Их короткое счастье подошло к концу: отпуск кончился, и Тина снова отправлялась воевать, а Зейна оставалась здесь, на своей войне у холста. Но её сердце рвалось следом за любимыми синими глазами в небо, чтобы уберечь, спасти...
— Твоя любовь будет меня хранить, — сказала Тина, целуя её.
О, как Зейне хотелось верить в спасительную силу своей любви! Если бы она могла, она бы невидимым щитом окружила Тину и её крылатую машину, но она уже не успевала нарисовать для неё крылья. Крыльев ждала новая, уже утверждённая высшим командованием будущая эскадрилья, а Зейна не могла себе позволить проволочки, задержки и отставания от уже заданного ею самой темпа работы. Груз ответственности лежал на плечах. Она нарисовала для Тины лишь маленький талисман — золотое сердечко.
— Через него ты услышишь меня всегда. Он будет оберегать тебя в небе.
Уже десять пар крыльев для второй эскадрильи были готовы, когда Зейну вдруг окружил звенящий многоголосый гул. Её обступили живые говорящие облака, и ей стало тесно и трудно дышать в их плотном кольце...
Она пришла в себя на полу в мастерской. Кто-то брызгал ей в лицо водой:
— Детка!

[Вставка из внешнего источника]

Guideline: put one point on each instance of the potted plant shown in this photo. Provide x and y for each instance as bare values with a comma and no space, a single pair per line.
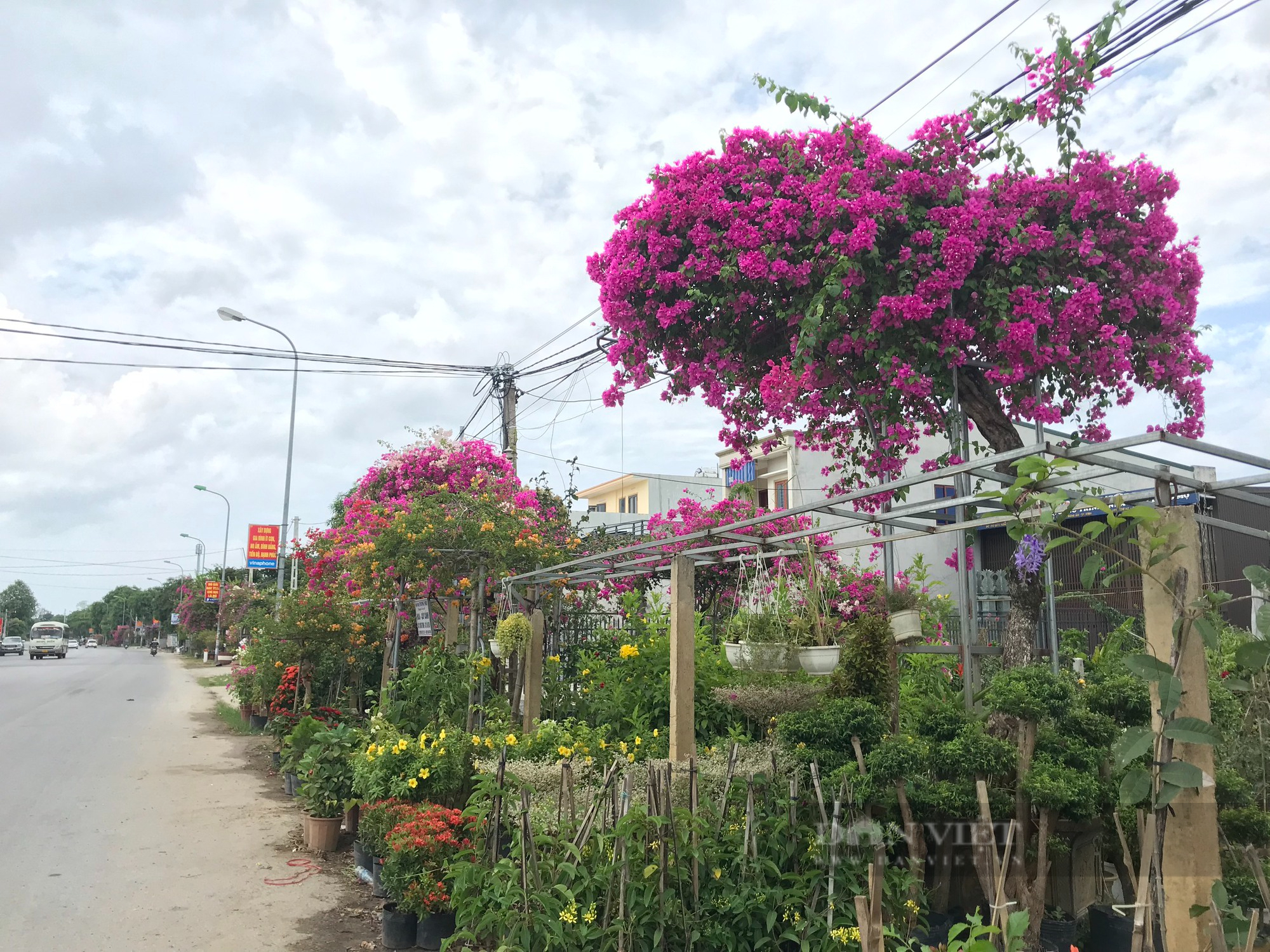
512,634
906,619
327,786
420,851
378,821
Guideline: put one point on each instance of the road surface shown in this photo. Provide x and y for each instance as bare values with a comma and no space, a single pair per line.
130,821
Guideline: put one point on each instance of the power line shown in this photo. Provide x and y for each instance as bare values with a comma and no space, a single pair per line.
938,59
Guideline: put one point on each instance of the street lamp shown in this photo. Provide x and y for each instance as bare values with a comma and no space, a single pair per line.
229,314
199,552
225,559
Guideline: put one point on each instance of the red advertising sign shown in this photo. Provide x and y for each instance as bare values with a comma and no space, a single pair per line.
262,546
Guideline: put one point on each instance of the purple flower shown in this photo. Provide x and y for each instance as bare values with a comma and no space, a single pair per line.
1029,557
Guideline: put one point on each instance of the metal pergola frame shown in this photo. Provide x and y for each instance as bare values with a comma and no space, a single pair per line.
918,520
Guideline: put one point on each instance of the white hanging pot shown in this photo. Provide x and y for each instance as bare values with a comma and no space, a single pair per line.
820,661
906,625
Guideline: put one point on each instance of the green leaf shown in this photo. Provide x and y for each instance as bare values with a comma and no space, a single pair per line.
1132,744
1254,654
1208,631
1147,667
1259,576
1264,619
1193,731
1090,571
1135,786
1182,775
1170,695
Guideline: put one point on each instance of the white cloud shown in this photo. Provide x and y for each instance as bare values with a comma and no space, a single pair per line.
425,181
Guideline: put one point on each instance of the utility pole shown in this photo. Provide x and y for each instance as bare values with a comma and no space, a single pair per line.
295,560
505,389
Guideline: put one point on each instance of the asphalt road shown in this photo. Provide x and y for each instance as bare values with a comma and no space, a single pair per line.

Родная моя... Я так и знала, что этим кончится.
Руки Зиры перенесли её на кушетку. Человек в белом халате с озабоченным видом изрёк:
— Истощение сил на фоне слишком интенсивной работы.
Доктор выглядел слегка испуганным, как будто за неугодное заключение его могли стереть в порошок. Но, скрепя сердце, он сказал правду: его испепеляли ледяные молнии глаз Зиры.
— Лучший отдых — смена деятельности, — пробормотала Зейна, охваченная обморочным холодком. — Буду признательна господам генералам, если они разрешат мне в качестве такой смены вернуться в небо.
Но вторая эскадрилья «пташек» была ещё не полностью снабжена крыльями — оставались ещё две пары. Их Зейне всё равно нужно было закончить, после чего начальство пообещало рассмотреть вопрос о её возвращении к боевым действиям. Зира, хмуря мрачные брови, проговорила:
— Скажу тебе откровенно, моя девочка: я бы предпочла, чтобы ты работала здесь — конечно, не в столь изматывающем графике. Но, увы, не от одной меня зависит решение по твоему вопросу. Я выскажу своё мнение, но решать будет Генеральный штаб. Так уж вышло, что это стало делом государственной важности.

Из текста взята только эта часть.